The Greek National Anthem is one of the most recognizable anywhere in the world, and it is the longest of any such song, written by the country’s “National Poet,” Dionysios Solomos.
Its title is “Hymn to Liberty” (Greek: “Yμνος εἰς τὴν Ἐλευθερίαν”). It was written as a 158-stanza poem in 1823 on the Greek island of Zakynthos and printed one year later in Missolonghi.
The Solomos poem was inspired by the brave men who fought in the Greek War of Independence and Greece’s incredibly long, rich history.
In 1865, the King of Greece, George I, visited Corfu and heard the island’s philharmonic band performing the first three stanzas, which had been set to music by the operatic composer Nikolaos Mantzaros.
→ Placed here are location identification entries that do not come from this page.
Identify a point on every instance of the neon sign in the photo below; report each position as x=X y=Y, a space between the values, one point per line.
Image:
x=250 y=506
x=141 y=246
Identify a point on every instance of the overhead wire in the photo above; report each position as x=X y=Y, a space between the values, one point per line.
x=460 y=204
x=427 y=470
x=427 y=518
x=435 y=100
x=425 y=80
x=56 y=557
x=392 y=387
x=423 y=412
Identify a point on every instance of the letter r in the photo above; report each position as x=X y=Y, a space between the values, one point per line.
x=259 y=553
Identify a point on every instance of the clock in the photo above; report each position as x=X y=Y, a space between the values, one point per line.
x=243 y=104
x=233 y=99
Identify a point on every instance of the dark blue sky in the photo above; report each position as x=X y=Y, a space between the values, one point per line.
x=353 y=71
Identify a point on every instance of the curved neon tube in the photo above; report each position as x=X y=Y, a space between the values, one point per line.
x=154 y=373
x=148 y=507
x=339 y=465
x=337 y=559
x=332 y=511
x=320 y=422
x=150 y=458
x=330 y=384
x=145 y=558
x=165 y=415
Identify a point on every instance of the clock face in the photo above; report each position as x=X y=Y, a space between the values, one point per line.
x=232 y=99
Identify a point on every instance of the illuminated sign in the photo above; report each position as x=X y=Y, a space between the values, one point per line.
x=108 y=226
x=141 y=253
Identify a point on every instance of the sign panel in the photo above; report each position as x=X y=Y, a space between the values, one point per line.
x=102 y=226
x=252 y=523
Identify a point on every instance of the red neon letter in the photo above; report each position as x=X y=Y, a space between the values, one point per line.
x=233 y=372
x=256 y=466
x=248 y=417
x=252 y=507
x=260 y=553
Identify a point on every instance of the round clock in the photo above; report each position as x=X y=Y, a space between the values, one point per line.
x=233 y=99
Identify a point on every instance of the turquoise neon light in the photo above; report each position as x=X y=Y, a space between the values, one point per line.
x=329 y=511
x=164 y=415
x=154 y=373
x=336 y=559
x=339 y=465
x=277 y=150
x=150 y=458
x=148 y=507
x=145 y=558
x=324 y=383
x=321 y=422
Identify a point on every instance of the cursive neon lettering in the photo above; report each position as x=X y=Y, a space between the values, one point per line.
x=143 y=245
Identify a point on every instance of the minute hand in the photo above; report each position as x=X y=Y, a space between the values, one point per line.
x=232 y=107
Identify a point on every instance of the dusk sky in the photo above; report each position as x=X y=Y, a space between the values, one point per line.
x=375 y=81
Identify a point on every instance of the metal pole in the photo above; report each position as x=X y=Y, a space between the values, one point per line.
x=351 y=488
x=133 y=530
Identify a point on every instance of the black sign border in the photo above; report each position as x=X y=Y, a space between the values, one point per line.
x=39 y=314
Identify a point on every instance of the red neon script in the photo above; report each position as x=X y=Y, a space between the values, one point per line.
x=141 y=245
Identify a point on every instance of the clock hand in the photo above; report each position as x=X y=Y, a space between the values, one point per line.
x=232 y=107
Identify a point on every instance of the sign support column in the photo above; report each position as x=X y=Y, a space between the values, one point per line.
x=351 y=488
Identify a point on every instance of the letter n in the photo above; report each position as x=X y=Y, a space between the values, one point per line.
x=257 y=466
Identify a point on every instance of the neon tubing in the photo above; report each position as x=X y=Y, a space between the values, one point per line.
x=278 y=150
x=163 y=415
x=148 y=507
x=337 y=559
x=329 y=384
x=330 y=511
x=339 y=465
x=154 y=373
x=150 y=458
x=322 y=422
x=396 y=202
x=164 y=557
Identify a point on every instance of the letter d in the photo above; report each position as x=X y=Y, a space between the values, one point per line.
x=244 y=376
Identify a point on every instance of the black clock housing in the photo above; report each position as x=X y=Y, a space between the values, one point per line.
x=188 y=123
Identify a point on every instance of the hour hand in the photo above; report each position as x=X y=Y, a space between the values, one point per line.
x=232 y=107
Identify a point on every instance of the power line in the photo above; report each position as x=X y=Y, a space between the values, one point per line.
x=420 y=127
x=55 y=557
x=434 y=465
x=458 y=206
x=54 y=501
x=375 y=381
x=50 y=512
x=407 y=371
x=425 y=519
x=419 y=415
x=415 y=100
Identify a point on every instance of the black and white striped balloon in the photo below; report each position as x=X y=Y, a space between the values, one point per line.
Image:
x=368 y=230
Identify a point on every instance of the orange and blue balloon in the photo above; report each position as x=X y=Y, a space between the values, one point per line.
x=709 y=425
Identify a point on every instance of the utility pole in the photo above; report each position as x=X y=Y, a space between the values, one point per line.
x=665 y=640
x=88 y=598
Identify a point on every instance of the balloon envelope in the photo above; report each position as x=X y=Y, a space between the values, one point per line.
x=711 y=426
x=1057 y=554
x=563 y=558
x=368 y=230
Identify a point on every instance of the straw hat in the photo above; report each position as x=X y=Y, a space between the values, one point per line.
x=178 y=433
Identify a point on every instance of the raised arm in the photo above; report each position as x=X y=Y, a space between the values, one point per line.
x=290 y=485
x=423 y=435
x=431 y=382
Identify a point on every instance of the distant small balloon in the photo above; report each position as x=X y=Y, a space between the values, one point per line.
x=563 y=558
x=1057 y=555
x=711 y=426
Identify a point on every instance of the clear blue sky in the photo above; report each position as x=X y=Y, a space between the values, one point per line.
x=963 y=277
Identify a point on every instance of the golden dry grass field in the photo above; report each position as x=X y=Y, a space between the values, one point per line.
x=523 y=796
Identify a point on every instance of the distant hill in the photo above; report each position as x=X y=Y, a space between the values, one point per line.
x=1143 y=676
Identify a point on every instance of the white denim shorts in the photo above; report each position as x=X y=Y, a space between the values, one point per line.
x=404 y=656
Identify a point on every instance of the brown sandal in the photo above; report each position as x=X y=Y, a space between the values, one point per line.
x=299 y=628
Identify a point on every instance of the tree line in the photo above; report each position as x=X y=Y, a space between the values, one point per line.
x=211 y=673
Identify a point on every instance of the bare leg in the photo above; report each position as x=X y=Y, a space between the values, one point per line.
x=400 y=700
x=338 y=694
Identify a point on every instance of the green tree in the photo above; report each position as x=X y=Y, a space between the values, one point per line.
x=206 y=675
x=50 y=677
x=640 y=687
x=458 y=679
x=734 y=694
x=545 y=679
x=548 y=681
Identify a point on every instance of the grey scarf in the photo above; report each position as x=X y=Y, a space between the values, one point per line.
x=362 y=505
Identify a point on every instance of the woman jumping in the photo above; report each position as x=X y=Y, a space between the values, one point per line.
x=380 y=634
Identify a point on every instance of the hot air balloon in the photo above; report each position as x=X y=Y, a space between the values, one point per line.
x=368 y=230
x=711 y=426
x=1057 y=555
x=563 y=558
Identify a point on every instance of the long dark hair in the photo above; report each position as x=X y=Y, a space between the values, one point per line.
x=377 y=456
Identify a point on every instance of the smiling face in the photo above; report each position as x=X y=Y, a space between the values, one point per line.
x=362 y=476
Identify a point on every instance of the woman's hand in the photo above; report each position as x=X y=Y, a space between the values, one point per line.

The King was so impressed that he ordered the band’s music to be played during official events; thus, “Hymn to Liberty” instantly became the National Anthem of Greece.
Beginning in 1966, it became the National Anthem of Cyprus as well after a decision by its Council of Minsters.
Greece’s National Anthem describes scenes from the War of Independence
The “Hymn to Liberty” deals with several themes from the War of Independence and other events from the long and illustrious Greek history.
The poet presents the goddess of liberty and recalls the past martyrdoms that occurred during the history of the country and the revolt of its “slaves” under foreign rule as well as the joys of being a Hellene.
Solomos also speaks of the the disdain European rulers had for Greece and the contemptuous indifference of the Greeks for their pro-Ottoman stance.
In stanzas 35 to 74 of the Greek National Anthem, the poet describes the battle and the fall of Tripolitsa, the Turkish capital and stronghold of the Peloponnese.
Stanzas 75 to 87 speak of the Battle of Corinth and the destruction of the mighty army of Drama Ali in Dervenakia.
The first siege of Missolonghi in 1822 and the drowning of the Ottomans in the river of Acheloos are described in stanzas 88 to 122 of the song.
The courageous naval engagements of the war, mainly the burning of the Turkish flagship near Tenedos, are described in stanzas 123 to 138 as well as the Turks’ barbaric hanging of Gregory, the Patriarch of Constantinople.
In the Epilogue (stanzas 139 to 158) of the Greek National Anthem, the poet advises former fighters to rid themselves of their harmful discord and petty differences and urges the powerful of Europe to allow Greece to be fully liberated.